## Clustering

Last class we studied document vectors and how to find key words and similar documents. What else can we do with vectors? We can cluster them to find natural groups or categories, or visualize them directly by projecting them to 2D or 3D space.

In [1]:
import pandas as pd
import numpy as np
from textblob import TextBlob
from sklearn.feature_extraction.text import TfidfVectorizer

We'll start by getting tf-idf vectors for the Menendez press releases, like we did last class.

In [2]:
pr = pd.read_csv('menendez-press-releases.csv')
len(pr)

1530

In [10]:
# need a tokenizer

In [1]:
# create tf-idf vectors

We're going to use a clustering algorithm called k-means. Here's an interactive demo of how it works.
See this [interactive demo](http://web.stanford.edu/class/ee103/visualizations/kmeans/kmeans.html) or [this one](https://www.naftaliharris.com/blog/visualizing-k-means-clustering/).

In [5]:
from sklearn.cluster import KMeans

In [2]:
# cluster

Ok, let's see what's in each cluster!

In [9]:
def print_sorted_vector(v):
    # this "lambda" thing is an anonymous function, google me to unluck bonus coding knowledge
    sorted_list = sorted(v.items(), key=lambda x: (x[1],x[0]), reverse=True) 
    sorted_list = sorted_list[:10]
    print('\n'.join([str(x) for x in sorted_list]))

Now we're going to print out the top words of the center vector of each cluster, to see how the k-means algorithm did.

In [3]:
# print cluster centroids

In fact, Overview uses k-means in its "topic tree" visualization

### Visualizing clusters to understand politics
This is a fairly literal translation of a [previous post](http://www.compjournalism.com/?p=13) of mine (it was done in  R at the time). We're going to load up the voting record of the U.K. House of Lords, turn each MP's voting record into a vector, and see how all these politicians relate in this abstract ideological space.
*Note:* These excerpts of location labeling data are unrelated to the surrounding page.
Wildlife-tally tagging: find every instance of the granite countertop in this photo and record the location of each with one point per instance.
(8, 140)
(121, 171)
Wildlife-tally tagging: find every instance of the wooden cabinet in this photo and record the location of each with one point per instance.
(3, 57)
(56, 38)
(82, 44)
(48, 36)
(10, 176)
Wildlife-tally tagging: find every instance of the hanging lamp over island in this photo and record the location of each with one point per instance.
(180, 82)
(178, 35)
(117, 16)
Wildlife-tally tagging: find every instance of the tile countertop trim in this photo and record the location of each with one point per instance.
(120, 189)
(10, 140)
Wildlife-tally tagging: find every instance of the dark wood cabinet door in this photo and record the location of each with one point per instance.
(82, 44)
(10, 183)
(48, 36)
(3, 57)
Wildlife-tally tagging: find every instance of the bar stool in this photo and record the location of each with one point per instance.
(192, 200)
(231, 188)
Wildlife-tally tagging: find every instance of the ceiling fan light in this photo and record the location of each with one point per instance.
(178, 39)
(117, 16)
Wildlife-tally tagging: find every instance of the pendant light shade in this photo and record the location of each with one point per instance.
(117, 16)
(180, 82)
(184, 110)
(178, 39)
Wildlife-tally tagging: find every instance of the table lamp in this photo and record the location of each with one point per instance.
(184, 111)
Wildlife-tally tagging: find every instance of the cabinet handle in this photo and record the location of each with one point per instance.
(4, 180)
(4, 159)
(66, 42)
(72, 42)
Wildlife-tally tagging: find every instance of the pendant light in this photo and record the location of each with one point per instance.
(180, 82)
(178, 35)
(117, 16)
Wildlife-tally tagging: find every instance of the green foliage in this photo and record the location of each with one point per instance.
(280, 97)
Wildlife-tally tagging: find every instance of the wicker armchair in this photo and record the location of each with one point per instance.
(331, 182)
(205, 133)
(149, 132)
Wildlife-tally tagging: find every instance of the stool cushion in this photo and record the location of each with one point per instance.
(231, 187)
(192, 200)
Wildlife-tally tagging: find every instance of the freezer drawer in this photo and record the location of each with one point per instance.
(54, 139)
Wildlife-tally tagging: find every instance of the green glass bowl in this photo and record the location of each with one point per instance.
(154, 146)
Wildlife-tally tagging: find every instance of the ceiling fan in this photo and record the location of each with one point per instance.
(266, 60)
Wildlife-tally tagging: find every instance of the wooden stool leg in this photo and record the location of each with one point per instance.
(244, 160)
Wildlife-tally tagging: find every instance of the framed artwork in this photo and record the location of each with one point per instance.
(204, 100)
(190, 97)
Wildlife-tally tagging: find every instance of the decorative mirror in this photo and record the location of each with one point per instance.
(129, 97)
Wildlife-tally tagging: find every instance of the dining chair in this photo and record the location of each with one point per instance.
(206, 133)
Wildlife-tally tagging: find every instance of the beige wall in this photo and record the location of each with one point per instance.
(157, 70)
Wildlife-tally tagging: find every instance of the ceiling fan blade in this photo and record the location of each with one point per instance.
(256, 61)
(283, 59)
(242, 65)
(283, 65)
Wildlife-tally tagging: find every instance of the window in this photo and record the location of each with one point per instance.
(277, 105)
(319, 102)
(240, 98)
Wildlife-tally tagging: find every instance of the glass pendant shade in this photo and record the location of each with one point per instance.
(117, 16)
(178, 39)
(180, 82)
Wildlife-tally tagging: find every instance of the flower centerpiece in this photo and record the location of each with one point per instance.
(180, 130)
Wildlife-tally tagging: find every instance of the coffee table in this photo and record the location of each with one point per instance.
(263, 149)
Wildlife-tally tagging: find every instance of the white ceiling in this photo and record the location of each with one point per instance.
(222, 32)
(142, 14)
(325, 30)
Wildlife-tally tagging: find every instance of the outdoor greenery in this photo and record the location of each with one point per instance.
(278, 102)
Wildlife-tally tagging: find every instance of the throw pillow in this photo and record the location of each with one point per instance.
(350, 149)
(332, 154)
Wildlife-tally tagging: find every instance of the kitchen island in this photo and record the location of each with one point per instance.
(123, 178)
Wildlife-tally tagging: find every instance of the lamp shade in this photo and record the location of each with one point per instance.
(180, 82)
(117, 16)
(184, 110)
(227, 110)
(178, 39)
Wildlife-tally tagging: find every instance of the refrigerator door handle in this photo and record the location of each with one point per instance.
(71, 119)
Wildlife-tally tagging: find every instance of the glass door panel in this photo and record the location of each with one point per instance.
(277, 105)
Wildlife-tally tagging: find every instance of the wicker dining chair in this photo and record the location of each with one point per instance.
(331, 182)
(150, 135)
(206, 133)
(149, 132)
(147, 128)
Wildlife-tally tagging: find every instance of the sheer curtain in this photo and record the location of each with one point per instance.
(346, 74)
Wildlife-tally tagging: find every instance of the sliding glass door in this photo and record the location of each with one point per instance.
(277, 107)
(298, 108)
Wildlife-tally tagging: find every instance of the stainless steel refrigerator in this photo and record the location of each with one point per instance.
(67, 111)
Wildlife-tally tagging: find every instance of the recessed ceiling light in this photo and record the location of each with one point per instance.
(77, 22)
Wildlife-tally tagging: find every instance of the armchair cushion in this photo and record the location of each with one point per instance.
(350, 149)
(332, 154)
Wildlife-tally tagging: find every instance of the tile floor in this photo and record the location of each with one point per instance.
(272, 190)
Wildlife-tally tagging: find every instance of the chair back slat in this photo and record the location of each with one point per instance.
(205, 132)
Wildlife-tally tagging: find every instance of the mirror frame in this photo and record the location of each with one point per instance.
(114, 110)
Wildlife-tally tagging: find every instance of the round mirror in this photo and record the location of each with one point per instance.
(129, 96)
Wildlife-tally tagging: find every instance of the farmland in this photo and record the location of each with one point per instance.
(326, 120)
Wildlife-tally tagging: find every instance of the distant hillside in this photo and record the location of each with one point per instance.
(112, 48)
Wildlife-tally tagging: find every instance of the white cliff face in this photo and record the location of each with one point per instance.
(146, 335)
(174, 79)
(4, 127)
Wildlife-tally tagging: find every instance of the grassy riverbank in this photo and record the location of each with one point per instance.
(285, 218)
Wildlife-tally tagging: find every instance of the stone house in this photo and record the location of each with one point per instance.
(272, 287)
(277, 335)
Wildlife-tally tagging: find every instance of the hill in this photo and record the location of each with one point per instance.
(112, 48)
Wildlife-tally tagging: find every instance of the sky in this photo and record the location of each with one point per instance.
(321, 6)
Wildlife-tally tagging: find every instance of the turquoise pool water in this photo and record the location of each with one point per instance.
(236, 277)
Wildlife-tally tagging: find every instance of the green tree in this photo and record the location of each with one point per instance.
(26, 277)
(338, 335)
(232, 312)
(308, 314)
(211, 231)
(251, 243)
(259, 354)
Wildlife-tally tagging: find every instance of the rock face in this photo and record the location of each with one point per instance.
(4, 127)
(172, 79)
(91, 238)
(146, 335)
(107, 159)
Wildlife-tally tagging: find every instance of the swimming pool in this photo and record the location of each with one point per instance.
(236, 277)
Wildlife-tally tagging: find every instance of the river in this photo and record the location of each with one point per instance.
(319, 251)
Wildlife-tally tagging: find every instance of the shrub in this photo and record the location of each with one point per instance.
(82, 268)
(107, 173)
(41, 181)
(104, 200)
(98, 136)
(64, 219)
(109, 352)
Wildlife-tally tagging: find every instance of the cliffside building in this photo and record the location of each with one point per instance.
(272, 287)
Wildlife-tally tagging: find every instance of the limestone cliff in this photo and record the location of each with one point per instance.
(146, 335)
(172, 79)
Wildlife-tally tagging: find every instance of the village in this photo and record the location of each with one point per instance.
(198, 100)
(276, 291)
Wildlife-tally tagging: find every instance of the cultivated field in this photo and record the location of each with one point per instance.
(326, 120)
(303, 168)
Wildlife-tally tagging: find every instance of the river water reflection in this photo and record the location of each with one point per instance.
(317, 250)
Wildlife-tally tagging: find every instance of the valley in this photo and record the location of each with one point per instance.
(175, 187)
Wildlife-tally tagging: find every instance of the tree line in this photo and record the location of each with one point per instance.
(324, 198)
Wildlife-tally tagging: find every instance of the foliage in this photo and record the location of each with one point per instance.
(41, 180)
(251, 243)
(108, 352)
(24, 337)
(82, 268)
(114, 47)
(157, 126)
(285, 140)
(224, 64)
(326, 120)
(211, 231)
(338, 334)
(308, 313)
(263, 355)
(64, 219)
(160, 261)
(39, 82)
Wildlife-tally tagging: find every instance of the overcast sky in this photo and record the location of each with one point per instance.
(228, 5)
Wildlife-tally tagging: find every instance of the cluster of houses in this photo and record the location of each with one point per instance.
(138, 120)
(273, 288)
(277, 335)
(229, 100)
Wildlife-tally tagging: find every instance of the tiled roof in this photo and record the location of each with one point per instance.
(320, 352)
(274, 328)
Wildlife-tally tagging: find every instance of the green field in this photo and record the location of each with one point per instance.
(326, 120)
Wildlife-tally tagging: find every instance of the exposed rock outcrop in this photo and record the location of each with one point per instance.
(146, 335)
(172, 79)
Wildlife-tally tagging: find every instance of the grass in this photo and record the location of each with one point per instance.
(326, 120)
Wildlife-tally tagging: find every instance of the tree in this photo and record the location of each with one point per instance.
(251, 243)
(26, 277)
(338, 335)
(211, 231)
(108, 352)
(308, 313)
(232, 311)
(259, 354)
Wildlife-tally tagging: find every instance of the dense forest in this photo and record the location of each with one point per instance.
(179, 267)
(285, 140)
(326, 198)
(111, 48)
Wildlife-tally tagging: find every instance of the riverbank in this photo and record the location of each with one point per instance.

The daia is circa 2012, because they had an interesting coalition government at the time. 

In [11]:
from sklearn.decomposition import PCA
import matplotlib.pyplot as plt
from mpl_toolkits.mplot3d import Axes3D
%matplotlib inline

In [12]:
votes = pd.read_csv('uk-lords-votes.csv')
votes.shape

(613, 102)

In [9]:
# print out this votes matrix

This is data I processed earlier, and you can think of it as a template for the format you will need to get your data into to do your homework. Each row is one member of parliament. Each of the numbered columns is one vote, where 1 means aye, 0 means abstain, and -1 means nay. The `party` column indicates which political party that MP belonged to at the time.

If you're interested in the original data, including the names of these politicians and what they were voting on, you can find it all [here](http://www.compjournalism.com/?p=13).

We'll want to turn the list of parties in to a list of colors.

In [14]:
# compute the color that each MP should be, based on their party


Now that we've set everything up, we're ready to start projecting. We can view at most three dimensions at once with our puny human visual system. The simplest projection is just to pick three dimensions of our vectors and plot them.

In [8]:
# 3d scatterplot of three votes



Not very interesting. All of vote coordinates are in [-1,0,1] so no matter which votes (dimensions) we pick we can only get the corners, edges, and center of a cube. Plus, all 613 MPs overlap each other -- many MPs voted the same way on this set of three votes -- so we only see a few dots.

Instead, we're going to let the computer pick the right projection from this wacky high dimensional space to two dimensions. We are using PCA, "principal components analysis," which tries to find a direction to project that gives maximum separation of all the points. This dimension doesn't have to be aligned to any of our dimension axes -- PCA will "rotate" the points in high dimensional space until they are as spread out as possible.

In [5]:
# PCA to 2D

In [6]:
# 2D scatterplot

We can actually project down to any number of dimensions. More than 3 but less than the original 100 can be useful for some data processing operations.) Here, we'll project down to 3 and take a look at our voting clusters in glorious 3D.

In [18]:
# PCA to 3D

In [7]:
# 3D scatterplot